Le problème des indivisions bloquées
L’indivision survient dès qu’un bien appartient à plusieurs personnes (souvent après un décès). En principe temporaire, elle se fige parfois des années durant : désaccords, héritiers injoignables, ou l’un refuse la vente. Le bien ne peut alors ni être vendu, ni loué, ni entretenu.
Ce que change la loi du 7 avril 2026
Trois avancées majeures :
- Vente à la majorité des deux tiers : un indivisaire peut désormais demander au juge l’autorisation de vendre seul lorsqu’un blocage réel existe et que la vente est justifiée (dégradation, charges).
- Successions vacantes accélérées : l’administration peut être désignée curateur plus vite pour sécuriser et vendre les biens sans maître.
- Juge plus actif : le magistrat suit le partage judiciaire à chaque étape, en lien avec le notaire, pour trancher sans laisser le dossier s’enliser.
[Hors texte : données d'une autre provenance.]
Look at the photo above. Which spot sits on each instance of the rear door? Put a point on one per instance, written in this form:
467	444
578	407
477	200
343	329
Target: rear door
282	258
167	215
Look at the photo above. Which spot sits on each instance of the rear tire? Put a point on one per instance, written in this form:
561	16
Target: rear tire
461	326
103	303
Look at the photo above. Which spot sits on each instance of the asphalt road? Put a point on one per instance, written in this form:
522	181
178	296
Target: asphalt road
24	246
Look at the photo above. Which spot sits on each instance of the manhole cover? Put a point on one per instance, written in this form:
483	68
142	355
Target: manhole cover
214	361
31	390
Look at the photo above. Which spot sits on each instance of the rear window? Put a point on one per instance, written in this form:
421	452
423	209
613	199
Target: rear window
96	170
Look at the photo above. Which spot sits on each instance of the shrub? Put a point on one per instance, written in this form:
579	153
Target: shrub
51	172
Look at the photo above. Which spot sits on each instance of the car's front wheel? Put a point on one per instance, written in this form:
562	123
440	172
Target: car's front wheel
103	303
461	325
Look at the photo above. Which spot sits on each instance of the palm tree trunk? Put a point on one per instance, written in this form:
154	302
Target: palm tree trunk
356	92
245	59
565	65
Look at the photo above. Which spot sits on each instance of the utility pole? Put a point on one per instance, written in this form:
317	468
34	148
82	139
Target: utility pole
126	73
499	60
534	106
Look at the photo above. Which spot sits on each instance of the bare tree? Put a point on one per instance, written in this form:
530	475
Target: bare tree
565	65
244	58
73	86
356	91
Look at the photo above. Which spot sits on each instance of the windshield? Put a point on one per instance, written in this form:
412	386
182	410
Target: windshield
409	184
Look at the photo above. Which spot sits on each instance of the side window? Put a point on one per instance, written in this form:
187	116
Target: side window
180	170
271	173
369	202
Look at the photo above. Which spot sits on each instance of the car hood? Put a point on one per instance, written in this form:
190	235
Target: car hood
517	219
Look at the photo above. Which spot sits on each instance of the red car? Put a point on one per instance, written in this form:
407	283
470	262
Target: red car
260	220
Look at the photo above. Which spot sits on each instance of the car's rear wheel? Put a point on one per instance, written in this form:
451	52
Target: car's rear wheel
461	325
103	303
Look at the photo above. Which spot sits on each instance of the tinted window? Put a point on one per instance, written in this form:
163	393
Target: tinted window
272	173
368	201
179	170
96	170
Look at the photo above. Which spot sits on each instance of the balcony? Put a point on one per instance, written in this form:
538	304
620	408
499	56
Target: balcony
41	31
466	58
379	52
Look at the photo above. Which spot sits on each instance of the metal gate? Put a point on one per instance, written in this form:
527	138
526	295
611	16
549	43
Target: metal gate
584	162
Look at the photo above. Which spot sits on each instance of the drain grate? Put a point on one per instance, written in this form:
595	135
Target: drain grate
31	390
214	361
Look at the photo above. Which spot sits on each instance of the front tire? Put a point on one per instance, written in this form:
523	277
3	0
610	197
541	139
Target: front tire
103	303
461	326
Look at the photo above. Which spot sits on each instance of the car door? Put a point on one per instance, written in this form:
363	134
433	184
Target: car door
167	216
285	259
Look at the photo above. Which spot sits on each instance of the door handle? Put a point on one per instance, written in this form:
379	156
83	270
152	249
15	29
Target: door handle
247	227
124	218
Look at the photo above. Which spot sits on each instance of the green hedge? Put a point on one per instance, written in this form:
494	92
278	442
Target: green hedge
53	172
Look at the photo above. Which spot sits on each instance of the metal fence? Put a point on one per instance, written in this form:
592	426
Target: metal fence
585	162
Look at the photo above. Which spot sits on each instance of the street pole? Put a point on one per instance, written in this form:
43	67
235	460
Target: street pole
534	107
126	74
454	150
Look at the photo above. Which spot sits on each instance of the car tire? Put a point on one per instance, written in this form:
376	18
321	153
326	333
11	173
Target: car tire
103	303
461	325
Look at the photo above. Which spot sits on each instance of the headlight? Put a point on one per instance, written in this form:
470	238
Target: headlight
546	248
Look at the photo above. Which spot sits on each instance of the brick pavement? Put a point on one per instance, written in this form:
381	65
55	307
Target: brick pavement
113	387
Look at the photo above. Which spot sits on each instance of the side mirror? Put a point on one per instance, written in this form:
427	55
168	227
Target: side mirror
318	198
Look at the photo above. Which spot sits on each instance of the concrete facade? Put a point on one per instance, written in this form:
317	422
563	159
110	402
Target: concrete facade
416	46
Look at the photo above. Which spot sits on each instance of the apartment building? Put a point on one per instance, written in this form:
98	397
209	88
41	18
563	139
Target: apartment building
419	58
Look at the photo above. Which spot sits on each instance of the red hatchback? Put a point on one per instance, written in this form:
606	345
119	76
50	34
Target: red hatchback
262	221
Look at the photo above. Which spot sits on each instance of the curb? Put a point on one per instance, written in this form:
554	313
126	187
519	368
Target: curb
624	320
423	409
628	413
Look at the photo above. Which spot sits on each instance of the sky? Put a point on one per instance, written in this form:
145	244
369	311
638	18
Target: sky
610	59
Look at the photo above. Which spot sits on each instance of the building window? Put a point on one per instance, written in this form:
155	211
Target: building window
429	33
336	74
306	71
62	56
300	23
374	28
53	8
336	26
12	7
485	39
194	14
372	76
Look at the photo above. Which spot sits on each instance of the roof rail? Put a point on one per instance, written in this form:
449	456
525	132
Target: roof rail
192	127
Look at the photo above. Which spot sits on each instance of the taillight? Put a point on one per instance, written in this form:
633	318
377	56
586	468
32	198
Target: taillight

Pourquoi faire appel à un avocat
La loi ouvre des portes, mais il faut savoir lesquelles pousser : notifier correctement les cohéritiers, constituer le dossier, saisir le juge au bon moment. Le cabinet Ellipsis Avocats sécurise chaque étape. Nous contacter.
Questions fréquentes
Un seul héritier peut-il bloquer la vente ? Plus depuis la loi de 2026 : à défaut d’accord, le juge peut autoriser la vente à la majorité des deux tiers.
Que deviennent les biens d’une succession sans héritier ? Ils peuvent être confiés à un curateur public qui les gère et les vend.
La loi s’applique-t-elle aux partages entre ex-époux ? Oui : la réforme vise aussi les partages entre époux, pacsés ou concubins.